Lo smarrimento delle Regioni dinanzi ad uno scenario confuso e penalizzante che erige il vessillo europeo della libera circolazione delle merci a fondamento della negazione di qualsiasi iniziativa che intenda promuovere le ricchezze agroalimentari del proprio territorio, è paragonabile a quello di chi, conseguito il permesso a compiere una certa azione, si veda negata tale facoltà non appena si appresti ad agire.

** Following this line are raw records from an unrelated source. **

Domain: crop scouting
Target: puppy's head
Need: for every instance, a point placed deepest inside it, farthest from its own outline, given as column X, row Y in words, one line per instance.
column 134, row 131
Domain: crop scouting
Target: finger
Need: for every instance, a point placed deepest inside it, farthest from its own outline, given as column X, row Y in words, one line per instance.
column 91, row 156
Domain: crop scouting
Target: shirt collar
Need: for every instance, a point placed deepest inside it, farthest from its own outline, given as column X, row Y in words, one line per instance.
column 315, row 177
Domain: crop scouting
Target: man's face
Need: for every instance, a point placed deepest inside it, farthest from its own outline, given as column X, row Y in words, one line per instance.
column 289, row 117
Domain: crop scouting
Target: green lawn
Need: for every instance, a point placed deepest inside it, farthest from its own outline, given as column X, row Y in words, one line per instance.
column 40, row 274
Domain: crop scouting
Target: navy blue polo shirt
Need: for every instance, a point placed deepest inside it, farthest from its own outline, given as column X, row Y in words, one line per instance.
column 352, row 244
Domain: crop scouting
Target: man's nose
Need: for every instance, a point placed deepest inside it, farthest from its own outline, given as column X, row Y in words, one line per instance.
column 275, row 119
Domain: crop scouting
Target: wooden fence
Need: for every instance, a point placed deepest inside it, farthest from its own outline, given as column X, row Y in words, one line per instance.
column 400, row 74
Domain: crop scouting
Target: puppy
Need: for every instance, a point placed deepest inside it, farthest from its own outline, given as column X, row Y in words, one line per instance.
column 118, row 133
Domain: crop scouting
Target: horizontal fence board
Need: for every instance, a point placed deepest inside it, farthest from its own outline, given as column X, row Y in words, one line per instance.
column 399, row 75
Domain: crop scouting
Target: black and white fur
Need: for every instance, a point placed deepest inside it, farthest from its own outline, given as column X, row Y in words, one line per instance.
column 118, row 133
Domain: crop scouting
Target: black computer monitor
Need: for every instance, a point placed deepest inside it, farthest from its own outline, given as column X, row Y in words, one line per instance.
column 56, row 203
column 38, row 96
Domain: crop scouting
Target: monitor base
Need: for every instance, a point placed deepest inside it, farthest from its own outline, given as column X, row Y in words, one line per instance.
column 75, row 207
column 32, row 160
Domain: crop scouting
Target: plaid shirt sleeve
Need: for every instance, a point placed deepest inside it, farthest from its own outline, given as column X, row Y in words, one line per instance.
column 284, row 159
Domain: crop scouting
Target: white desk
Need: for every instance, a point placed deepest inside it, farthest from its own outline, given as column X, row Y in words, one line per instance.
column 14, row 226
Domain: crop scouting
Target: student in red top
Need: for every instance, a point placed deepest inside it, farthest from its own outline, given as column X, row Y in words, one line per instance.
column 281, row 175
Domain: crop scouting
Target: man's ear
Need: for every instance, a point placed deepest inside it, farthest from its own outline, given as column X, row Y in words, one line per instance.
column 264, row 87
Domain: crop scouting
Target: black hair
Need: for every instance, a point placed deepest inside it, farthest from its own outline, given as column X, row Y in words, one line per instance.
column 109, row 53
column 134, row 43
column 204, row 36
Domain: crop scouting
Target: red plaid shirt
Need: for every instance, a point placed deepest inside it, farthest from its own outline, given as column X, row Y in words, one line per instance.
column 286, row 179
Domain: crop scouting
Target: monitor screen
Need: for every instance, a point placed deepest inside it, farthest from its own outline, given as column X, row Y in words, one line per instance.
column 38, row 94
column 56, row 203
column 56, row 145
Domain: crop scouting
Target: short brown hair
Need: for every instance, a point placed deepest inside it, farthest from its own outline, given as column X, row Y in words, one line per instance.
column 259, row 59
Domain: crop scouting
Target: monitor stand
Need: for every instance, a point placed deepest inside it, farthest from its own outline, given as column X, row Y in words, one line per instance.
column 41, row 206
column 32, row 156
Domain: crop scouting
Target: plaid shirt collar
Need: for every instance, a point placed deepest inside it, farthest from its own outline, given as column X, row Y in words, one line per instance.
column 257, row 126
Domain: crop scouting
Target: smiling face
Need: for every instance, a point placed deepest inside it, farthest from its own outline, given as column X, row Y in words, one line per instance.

Eppure, è insito nelle norme assicurare l’ordine e la certezza del diritto ai propri cittadini. E anche quando i confini nazionali sono stati sostituiti da un ben più ampio spazio condiviso a livello europeo con altri Stati, la sovrapposizione di regole che ne è derivata, è stata risolta alla luce del principio del primato del diritto europeo. E, se in un primo momento, la garanzia del primato si è tradotta nella realizzazione di un mercato unico nel quale potessero circolare liberamente persone, merci e capitali secondo regole comuni, l’interpretazione che ne è seguita è stata quella di impedire agli Stati di adottare qualsiasi misura in grado di ostacolare, direttamente o indirettamente, in atto o in potenza, gli scambi intracomunitari.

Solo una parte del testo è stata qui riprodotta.